Una vez que nos hemos convencido de la utilidad y necesidad de las nuevas técnicas de la comunicación, que están revolucionando nuestros hábitos culturales, se impone una exhortación a cultivar el viejo hábito de la lectura, como el modo más directo de acceder al conocimiento y desarrollar tantas cualidades que tenemos latentes.
El antiguo gesto íntimo y tranquilo de abrir las páginas de un libro y entregarse a la comprensión de sus palabras sigue siendo válido, por más que todavía haya apocalípticos que siguen anunciando la muerte de los impresos en papel y su sustitución por los soportes digitales.
La llamada cultura de la imagen, con el imperio omnipresente de los medios audiovisuales, parece oponerse a nuestra condición de lectores, ávidos de respuestas y conocimiento, para convertirnos en espectadores, pasivos, asomados a una realidad representada y por lo tanto manipulada, incapaces para interpretar y buscar explicaciones a lo que pasa en el mundo y para activar la memoria de lo ocurrido en el pasado.
No basta con disponer de libros suficientemente comprensibles para convertirse en lector.
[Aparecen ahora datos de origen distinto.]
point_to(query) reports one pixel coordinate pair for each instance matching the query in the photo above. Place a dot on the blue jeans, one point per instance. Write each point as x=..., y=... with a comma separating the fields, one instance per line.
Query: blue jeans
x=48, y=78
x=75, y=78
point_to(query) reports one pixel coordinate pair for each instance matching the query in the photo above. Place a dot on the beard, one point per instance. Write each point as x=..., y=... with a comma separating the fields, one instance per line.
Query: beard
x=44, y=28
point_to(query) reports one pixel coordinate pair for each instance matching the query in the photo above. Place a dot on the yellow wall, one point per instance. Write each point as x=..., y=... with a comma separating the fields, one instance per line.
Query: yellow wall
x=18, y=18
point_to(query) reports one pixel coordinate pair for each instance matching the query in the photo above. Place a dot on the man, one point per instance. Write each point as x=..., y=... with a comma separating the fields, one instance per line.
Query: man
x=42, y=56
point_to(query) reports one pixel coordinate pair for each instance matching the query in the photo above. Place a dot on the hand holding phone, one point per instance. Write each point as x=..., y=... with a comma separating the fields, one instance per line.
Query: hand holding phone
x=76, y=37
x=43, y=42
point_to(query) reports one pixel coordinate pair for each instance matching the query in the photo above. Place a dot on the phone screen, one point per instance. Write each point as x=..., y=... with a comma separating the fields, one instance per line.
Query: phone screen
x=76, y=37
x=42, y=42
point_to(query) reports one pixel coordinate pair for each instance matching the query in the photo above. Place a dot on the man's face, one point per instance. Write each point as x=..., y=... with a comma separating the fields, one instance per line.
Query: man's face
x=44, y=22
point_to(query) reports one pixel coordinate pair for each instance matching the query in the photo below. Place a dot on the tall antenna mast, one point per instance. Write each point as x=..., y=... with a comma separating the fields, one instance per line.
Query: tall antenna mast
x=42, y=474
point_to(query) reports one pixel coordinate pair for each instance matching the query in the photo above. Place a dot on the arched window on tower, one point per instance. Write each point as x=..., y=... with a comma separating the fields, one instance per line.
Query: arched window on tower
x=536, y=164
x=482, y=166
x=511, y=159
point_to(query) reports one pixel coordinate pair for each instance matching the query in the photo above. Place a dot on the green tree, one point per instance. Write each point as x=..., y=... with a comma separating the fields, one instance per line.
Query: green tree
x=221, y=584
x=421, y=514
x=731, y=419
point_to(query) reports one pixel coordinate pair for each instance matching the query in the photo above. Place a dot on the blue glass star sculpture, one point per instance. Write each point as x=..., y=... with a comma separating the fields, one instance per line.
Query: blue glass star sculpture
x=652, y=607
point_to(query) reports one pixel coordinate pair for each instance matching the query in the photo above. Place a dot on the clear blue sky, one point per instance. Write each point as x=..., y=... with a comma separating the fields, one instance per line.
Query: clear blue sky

Hay que aprender otros muchos hábitos asociados: encontrar el tiempo sosegado y el espacio tranquilo, saber discernir, entre tantos títulos y propuestas, los que merecen nuestro esfuerzo de atención y concentración, incentivar la necesidad de la lectura, como una acción genuina de alimentar nuestra alma.
Hay que ser capaz de comprender sus contenidos y retenerlos en nuestra mente, para que enriquezcan y agilicen nuestras facultades. Y saber regresar a los textos imperecederos que una y otra vez nos descubren las claves que buscamos y nos siguen acompañando, como maestros atemporales, a los que volvemos en busca de sabiduría.